Each team has 1-5 players. An ideal ration would be 3:3 or 4:4; however, if there is one player more it will not harm the game.
The way to play
- The rules of the game often vary from coach to coach. However, here is a list of suggested rules you can incorporate into the game. The rules are very similar to that of a volleyball game.
- A player serves the ball from the back-line of his/her side of the field and the ball is allowed to bounce off the ground before it gets to the opponent’s half. It is also allowed (but not required) for the ball to touch the ground once before being returned.
- The ball can be served in various ways: with the inner or the outer side of the foot, with the instep, a drop-kick, or with a header.
- Each player is allowed to have as many contacts with the ball as he/she likes.
- Up to three players are allowed to touch the ball before it is passed over the net.
- You can also decide how you want the ball returned, e.g. only with the foot or with a header, with the left or right foot, with a drop-kick, etc.
- A serve is won after scoring a point; the set is finished when a team scores 15 points.
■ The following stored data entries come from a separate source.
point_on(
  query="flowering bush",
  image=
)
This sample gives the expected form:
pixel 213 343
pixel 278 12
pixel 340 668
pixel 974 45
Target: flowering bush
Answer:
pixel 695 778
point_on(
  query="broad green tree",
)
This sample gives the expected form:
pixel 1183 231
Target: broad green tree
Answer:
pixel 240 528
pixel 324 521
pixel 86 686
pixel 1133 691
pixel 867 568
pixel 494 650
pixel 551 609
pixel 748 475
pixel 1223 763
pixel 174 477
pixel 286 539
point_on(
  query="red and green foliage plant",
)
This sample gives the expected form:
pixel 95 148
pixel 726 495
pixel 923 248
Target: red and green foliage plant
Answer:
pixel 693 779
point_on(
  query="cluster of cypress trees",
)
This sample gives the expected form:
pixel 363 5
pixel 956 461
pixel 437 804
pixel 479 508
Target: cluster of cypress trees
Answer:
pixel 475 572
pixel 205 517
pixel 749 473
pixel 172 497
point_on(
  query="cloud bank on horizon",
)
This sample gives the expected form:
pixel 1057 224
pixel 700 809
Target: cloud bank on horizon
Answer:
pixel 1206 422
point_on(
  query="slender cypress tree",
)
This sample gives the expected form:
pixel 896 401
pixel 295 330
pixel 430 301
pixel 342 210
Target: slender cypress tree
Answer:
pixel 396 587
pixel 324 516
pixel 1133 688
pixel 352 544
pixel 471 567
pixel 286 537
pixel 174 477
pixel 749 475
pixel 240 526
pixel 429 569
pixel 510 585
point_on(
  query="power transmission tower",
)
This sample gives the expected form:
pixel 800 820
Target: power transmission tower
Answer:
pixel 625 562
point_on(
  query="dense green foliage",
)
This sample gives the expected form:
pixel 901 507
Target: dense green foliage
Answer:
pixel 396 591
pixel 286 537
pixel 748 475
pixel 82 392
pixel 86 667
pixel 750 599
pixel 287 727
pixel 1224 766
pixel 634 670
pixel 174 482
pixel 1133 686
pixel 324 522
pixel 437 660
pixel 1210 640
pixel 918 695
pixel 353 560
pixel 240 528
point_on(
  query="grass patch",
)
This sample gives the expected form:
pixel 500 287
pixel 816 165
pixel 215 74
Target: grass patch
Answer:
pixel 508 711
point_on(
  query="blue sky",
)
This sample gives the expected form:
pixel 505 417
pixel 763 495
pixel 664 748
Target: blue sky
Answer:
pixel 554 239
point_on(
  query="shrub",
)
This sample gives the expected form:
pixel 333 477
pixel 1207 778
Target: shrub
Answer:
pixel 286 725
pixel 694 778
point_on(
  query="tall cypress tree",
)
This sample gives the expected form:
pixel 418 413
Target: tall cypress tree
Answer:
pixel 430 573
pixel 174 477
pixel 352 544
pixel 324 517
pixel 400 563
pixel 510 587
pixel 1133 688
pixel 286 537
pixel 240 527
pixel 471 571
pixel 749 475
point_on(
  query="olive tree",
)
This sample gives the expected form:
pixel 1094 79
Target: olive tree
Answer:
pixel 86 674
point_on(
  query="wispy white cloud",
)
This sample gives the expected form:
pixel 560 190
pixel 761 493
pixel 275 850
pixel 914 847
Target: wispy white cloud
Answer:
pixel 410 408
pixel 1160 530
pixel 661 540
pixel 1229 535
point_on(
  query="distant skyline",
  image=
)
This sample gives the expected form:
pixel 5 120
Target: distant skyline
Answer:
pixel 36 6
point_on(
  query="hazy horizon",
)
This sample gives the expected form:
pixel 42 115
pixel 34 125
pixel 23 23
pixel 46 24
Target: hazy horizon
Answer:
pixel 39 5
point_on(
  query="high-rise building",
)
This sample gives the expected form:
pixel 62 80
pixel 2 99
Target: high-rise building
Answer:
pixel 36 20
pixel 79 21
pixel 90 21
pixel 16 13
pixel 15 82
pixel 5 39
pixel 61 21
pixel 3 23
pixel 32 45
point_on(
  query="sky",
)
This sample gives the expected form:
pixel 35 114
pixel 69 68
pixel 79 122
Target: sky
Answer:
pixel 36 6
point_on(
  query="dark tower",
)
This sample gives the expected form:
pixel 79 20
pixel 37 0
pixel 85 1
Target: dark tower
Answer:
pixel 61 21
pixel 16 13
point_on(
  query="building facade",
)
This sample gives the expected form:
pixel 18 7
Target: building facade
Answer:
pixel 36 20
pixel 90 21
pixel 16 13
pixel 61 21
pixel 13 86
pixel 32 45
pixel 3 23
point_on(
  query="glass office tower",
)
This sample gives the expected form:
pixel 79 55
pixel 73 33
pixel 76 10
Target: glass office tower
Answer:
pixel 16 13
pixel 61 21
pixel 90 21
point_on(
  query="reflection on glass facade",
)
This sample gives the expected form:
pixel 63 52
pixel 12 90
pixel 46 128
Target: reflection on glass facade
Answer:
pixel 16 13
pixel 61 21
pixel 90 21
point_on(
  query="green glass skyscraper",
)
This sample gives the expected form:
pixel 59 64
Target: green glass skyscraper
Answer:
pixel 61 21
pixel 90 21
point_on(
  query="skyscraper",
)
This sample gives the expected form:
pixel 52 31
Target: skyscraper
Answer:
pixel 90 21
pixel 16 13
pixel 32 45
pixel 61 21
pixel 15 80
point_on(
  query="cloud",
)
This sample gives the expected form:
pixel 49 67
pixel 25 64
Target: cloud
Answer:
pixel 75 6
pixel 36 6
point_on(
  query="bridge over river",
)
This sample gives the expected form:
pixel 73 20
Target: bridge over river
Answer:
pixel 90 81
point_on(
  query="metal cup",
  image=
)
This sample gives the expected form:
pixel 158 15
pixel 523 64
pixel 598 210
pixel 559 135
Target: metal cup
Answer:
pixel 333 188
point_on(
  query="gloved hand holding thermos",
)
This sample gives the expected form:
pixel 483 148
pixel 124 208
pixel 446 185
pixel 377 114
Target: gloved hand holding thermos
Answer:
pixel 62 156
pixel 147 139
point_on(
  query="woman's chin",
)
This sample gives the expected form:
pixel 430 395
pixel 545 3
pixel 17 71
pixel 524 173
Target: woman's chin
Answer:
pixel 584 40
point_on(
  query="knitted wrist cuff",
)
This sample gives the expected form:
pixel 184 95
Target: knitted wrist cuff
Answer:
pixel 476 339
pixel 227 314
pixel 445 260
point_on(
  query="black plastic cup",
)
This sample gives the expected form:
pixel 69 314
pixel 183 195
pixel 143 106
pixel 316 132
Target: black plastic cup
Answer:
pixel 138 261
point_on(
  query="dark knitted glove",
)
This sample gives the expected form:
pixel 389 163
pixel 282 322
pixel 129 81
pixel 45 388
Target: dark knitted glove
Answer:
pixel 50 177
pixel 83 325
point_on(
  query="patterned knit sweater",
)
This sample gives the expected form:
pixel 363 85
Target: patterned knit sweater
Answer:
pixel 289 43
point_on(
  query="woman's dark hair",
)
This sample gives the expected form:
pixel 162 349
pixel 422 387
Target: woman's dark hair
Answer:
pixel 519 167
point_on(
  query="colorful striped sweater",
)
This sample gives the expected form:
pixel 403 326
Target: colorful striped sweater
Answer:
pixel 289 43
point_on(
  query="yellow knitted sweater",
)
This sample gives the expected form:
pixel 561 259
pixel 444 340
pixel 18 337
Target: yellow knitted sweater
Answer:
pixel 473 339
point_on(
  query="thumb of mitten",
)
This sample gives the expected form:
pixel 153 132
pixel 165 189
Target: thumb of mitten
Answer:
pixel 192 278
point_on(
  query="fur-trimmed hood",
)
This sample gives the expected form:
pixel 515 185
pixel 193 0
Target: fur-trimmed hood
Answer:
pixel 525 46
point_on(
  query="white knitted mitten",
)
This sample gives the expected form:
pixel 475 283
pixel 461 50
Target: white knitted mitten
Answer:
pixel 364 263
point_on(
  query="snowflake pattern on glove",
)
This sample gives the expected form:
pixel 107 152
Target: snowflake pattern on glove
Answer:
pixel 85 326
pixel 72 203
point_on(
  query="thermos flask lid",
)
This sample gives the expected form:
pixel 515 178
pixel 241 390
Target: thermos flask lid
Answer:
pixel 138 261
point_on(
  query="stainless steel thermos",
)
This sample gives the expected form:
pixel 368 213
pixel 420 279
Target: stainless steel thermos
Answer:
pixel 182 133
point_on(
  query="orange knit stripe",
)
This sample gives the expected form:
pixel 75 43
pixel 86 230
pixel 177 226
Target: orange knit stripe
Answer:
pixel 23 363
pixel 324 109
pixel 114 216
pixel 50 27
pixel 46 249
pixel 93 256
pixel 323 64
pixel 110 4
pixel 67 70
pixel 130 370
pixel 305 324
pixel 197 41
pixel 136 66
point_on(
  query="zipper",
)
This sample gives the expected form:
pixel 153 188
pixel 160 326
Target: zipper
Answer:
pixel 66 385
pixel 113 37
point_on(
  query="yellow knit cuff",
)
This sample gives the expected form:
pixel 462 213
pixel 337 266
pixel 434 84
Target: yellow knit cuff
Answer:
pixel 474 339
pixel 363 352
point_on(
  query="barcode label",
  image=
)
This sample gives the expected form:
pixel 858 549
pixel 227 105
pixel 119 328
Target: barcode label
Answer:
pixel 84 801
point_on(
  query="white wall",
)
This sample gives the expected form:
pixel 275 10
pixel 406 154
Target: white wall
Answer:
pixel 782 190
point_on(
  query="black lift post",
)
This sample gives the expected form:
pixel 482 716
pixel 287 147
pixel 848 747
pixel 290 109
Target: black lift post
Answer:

If it is a draw, teams play for a two point’s advantage.
- Players have to rotate when another player gets to serve.
- The coach selects the teams and makes sure that the rules are adjusted to the technical abilities of the players.
- Players can change the rules should they wish to.
- The person serving the ball can have 2 or an unlimited number of attempts for a successful serve.
- The ball must not bounce off the ground more than once (decide how many times).
- A limited number of contacts with the ball (determine the number yourself).
Foot-tennis with forbidden zones
Mark two zones (1-2 metres wide) on the foot-tennis ground into which the ball is not allowed to fall when served or returned.
A zone (1 metre wide) can be marked so as to divide one side of the playground into two parts, meaning that the players of a team are now divided into the first and the second zone. Players rotate as before, but they are not allowed to save the ball in a zone in which they are not standing at the moment.
Adjust the rules to the desires and abilities of children.